No To Shinkei. 1990 Sep;42(9):851-6.
[A case of inorganic germanium poisoning with peripheral and cranial neuropathy, myopathy and autonomic dysfunction]
Iijima M, Mugishima M, Takeuchi M, Uchiyama S, Kobayashi I, Maruyama S.
Department of Neurology, Tokyo Women's Medical College, Japan.

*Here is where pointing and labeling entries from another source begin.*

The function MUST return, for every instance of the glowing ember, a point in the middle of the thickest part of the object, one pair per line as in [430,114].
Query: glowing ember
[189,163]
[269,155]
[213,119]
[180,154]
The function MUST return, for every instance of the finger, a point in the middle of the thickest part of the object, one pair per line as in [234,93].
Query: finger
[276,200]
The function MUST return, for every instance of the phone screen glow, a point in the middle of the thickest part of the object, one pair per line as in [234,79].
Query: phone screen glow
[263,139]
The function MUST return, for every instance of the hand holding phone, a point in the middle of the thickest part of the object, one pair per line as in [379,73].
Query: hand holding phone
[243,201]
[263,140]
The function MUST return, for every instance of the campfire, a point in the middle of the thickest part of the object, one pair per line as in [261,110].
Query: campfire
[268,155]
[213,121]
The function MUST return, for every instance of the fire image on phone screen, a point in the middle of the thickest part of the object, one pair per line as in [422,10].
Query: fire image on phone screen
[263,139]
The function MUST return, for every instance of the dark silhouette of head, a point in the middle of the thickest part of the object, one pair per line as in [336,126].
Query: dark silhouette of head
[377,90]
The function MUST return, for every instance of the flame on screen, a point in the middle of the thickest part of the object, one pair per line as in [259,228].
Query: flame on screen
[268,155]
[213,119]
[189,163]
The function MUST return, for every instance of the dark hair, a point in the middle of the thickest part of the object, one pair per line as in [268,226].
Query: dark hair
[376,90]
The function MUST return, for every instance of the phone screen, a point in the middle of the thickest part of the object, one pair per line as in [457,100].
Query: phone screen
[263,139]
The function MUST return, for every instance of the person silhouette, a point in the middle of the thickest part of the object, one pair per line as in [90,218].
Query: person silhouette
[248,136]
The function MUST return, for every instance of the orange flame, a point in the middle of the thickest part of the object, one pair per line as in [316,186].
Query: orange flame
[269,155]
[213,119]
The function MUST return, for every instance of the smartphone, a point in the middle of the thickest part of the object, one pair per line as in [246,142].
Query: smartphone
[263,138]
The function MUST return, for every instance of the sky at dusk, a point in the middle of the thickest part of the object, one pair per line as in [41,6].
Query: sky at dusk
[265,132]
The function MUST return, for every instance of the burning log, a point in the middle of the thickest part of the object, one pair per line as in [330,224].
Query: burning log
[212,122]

A 51-year-old man, taking beverage containing inorganic germanium (Ge), (90-100 mg/day, total 70 g) for two years, developed body weight loss, anemia, renal dysfunction, peripheral neuropathy, myopathy, autonomic dysfunctions and multiple cranial nerve palsies. Serum CK, GOT, LDH, BUN, and creatinine levels were elevated. The cerebrospinal fluid showed albumino-cytologic dissociation. Sural nerve biopsy showed axonal degeneration, and peroneal muscle biopsy showed neurogenic changes including type 2 fiber atrophy and ragged red fibers. High level of Ge content was detected from the hair and nail by inductively coupled plasma atomic emission spectrometry. Despite discontinuation of Ge taking, the peripheral neuropathy and autonomic dysfunction progressed. The symptoms remained unchanged even in the treatment with prednisolone. These findings suggest that inorganic Ge has a serious irreversible multiple system toxicity.